Pes cavus

Principal authors: Louise Crawford, Jim Barrie

Latest evidence check March 2010

Several midfoot osteotomies have been described including techniques to remove parts of the talus – a dorsal wedge from the talar neck (Steindler 1921), anterior tarsal resection (Cole 1940); fusion of the first metatarsocuneiform/navicular osteotomy (McElvenny and Caldwell, 1958). Swanson et al reported good outcomes for proximal metatarsal osteotomies plus plantar fascia release plus tendon transfer, but study groups were very small. Jahss (1980) described a truncated wedge osteotomy of the tarsometatarsal joints to correct depression of the metatarsal joints without violating the subtalar joint. These tarsometatarsal osteotomies are designed to correct the forefoot equinus but lie distal to the apex of the cavus deformity. Potential problems with this procedure include overcorrection with forefoot rockerbottom and abduction.

The tarsal V-osteotomy (Japas) allows for correction of anterior pes cavus while the hind part of the foot maintains its normal relationship to the axis of the leg. The osteotomy lies at the apex of the cavus deformity and allows for good correction of dorsoplantar deformity. Their follow up was only for 2-6 years. Its limitations are that it only corrects small add or abduction deformities of the forefoot and causes some widening of the foot in the midtarsal region. It is also not advocated as treatment for long-standing cavus. He reported satisfactory results in 12 of 17 patients (70%).

The Akron dome osteotomy advocated by Wilcox was also an osteotomy centred at the apex of the deformity.  They reported correction of greater rotational and extensive angular deformities.  At initial review they reported satisfactory results in 94% of their patients over the age of 8 – this totalled 10 patients. Longer follow-up at 2-29yr (Weiner 2008) found painfree, plantigrade feet in 106/139 feet and results tended to be better in patients who had the procedure at 8 years or older.

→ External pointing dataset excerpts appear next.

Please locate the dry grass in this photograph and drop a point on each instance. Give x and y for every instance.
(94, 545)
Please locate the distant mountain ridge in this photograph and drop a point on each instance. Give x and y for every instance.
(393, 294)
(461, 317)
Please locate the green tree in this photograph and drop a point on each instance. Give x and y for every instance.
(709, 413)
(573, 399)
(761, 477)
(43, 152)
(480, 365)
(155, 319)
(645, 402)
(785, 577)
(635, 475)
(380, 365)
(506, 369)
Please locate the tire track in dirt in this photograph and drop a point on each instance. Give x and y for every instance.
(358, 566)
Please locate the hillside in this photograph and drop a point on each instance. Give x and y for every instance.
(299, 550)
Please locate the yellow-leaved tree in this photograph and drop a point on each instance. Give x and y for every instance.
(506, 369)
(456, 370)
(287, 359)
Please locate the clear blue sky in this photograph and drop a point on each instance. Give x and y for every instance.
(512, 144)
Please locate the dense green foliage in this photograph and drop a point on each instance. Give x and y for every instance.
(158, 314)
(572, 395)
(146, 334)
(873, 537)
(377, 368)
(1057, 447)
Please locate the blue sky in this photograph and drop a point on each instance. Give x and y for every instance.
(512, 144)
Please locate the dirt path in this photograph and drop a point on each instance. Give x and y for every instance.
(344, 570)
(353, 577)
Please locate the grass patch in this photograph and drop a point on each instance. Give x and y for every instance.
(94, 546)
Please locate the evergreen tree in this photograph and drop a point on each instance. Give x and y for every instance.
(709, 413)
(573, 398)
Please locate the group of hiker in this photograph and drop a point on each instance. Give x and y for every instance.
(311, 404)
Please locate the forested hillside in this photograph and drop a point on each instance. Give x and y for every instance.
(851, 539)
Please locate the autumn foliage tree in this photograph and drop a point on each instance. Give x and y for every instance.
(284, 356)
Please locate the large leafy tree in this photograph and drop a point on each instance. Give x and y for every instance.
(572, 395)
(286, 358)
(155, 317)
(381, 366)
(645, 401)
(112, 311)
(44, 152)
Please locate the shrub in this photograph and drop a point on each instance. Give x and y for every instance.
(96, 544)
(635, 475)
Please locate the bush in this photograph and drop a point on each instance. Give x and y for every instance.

Giannini et al (2002) described a combination of plantar fasciotomy, naviculocuneiform arthrodesis and cuboid osteotomy. There were 69 feet included and they reported correction of the heel varus from 6 to 2 degrees. Excellent results were reported in 23 (33%), good for 27 (39%), fair for 17 (25%) and poor for 2 (3%).  They did not however, specify a length of time of follow up, nor what constituted a good result.